Pgx API Usage
Example.1: Random play
import jax
import jax.numpy as jnp
import pgx
seed = 42
batch_size = 10
key = jax.random.PRNGKey(seed)
def act_randomly(rng_key, obs, mask):
"""Ignore observation and choose randomly from legal actions"""
del obs
probs = mask / mask.sum()
logits = jnp.maximum(jnp.log(probs), jnp.finfo(probs.dtype).min)
return jax.random.categorical(rng_key, logits=logits, axis=-1)
# Load the environment
env = pgx.make("go_9x9")
init_fn = jax.jit(jax.vmap(env.init))
step_fn = jax.jit(jax.vmap(env.step))
# Initialize the states
key, subkey = jax.random.split(key)
keys = jax.random.split(subkey, batch_size)
state = init_fn(keys)
# Run random simulation
while not (state.terminated | state.truncated).all():
key, subkey = jax.random.split(key)
action = act_randomly(subkey, state.observation, state.legal_action_mask)
state = step_fn(state, action) # state.reward (2,)
Example.2: Random agent vs Baseline model
This illustrative example helps to understand
- How
state.current_player
is defined - How to access the reward of each player
- How
Env.step
behaves against already terminated states - How to use baseline models probided by Pgx
import jax
import jax.numpy as jnp
import pgx
from pgx.experimental.utils import act_randomly
seed = 42
batch_size = 10
key = jax.random.PRNGKey(seed)
# Prepare agent A and B
# Agent A: random player
# Agent B: baseline player provided by Pgx
A = 0
B = 1
# Load the environment
env = pgx.make("go_9x9")
init_fn = jax.jit(jax.vmap(env.init))
step_fn = jax.jit(jax.vmap(env.step))
# Prepare baseline model
# Note that it additionaly requires Haiku library ($ pip install dm-haiku)
model_id = "go_9x9_v0"
model = pgx.make_baseline_model(model_id)
# Initialize the states
key, subkey = jax.random.split(key)
keys = jax.random.split(subkey, batch_size)
state = init_fn(keys)
print(f"Game index: {jnp.arange(batch_size)}") # [0 1 2 3 4 5 6 7 8 9]
print(f"Black player: {state.current_player}") # [1 1 0 1 0 0 1 1 1 1]
# In other words
print(f"A is black: {state.current_player == A}") # [False False True False True True False False False False]
print(f"B is black: {state.current_player == B}") # [ True True False True False False True True True True]
# Run simulation
R = state.rewards
while not (state.terminated | state.truncated).all():
# Action of random player A
key, subkey = jax.random.split(key)
action_A = jax.jit(act_randomly)(subkey, state)

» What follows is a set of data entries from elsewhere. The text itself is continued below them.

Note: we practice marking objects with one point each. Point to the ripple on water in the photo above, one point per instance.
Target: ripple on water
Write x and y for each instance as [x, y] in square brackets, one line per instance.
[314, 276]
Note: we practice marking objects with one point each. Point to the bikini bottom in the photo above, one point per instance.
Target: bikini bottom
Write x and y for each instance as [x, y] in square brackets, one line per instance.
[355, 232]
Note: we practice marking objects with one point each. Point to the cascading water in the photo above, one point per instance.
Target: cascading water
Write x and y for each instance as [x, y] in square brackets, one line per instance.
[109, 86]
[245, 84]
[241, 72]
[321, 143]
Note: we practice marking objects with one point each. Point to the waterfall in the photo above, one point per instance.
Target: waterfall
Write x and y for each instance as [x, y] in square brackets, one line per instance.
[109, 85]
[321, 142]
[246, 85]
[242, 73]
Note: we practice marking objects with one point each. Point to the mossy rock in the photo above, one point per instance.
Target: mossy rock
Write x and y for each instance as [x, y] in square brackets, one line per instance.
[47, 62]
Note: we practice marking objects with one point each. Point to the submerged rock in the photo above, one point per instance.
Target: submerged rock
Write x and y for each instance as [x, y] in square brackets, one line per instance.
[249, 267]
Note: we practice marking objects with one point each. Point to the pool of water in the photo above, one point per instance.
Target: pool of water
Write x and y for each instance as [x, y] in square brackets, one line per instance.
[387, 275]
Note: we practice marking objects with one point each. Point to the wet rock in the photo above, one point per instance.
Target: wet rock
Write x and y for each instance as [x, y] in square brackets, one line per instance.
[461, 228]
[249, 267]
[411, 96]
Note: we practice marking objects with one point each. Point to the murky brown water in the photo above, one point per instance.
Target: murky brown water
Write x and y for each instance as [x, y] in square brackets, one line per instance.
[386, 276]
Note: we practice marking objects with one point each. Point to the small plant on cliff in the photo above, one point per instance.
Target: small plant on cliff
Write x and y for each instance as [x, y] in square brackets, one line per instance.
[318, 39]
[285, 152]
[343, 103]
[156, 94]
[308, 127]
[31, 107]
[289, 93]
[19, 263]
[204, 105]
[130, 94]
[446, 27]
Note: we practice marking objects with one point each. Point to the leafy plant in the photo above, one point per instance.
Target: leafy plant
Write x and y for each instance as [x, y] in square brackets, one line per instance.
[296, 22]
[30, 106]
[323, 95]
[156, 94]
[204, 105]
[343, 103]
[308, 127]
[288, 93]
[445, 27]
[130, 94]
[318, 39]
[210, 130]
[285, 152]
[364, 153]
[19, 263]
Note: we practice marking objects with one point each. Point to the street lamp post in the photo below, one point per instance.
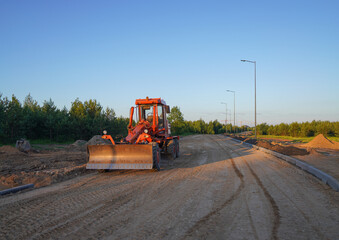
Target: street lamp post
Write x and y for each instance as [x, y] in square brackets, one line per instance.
[255, 93]
[226, 116]
[233, 108]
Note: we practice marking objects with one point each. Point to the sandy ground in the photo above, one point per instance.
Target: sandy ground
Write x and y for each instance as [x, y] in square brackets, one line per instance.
[326, 160]
[50, 164]
[217, 189]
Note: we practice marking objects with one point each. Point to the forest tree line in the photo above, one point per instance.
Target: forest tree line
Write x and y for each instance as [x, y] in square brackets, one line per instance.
[294, 129]
[31, 121]
[85, 119]
[304, 129]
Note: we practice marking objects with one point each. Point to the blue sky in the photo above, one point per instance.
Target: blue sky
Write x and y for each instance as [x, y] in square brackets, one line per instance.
[187, 52]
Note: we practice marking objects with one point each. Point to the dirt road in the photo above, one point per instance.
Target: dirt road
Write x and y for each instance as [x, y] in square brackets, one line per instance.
[217, 189]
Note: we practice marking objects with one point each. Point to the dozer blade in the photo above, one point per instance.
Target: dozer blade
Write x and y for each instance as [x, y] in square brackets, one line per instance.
[124, 156]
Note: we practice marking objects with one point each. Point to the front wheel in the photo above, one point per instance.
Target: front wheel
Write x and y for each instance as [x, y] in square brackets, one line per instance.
[156, 156]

# Greedy action of baseline model B
logits, value = model(state.observation)
action_B = logits.argmax(axis=-1)
action = jnp.where(state.current_player == A, action_A, action_B)
state = step_fn(state, action)
R += state.rewards
print(f"Return of agent A = {R[:, A]}") # [-1. -1. -1. -1. -1. -1. -1. -1. -1. -1.]
print(f"Return of agent B = {R[:, B]}") # [1. 1. 1. 1. 1. 1. 1. 1. 1. 1.]
Note that we can avoid to explicitly deal with the first batch dimension like [:, A]
by using vmap
later.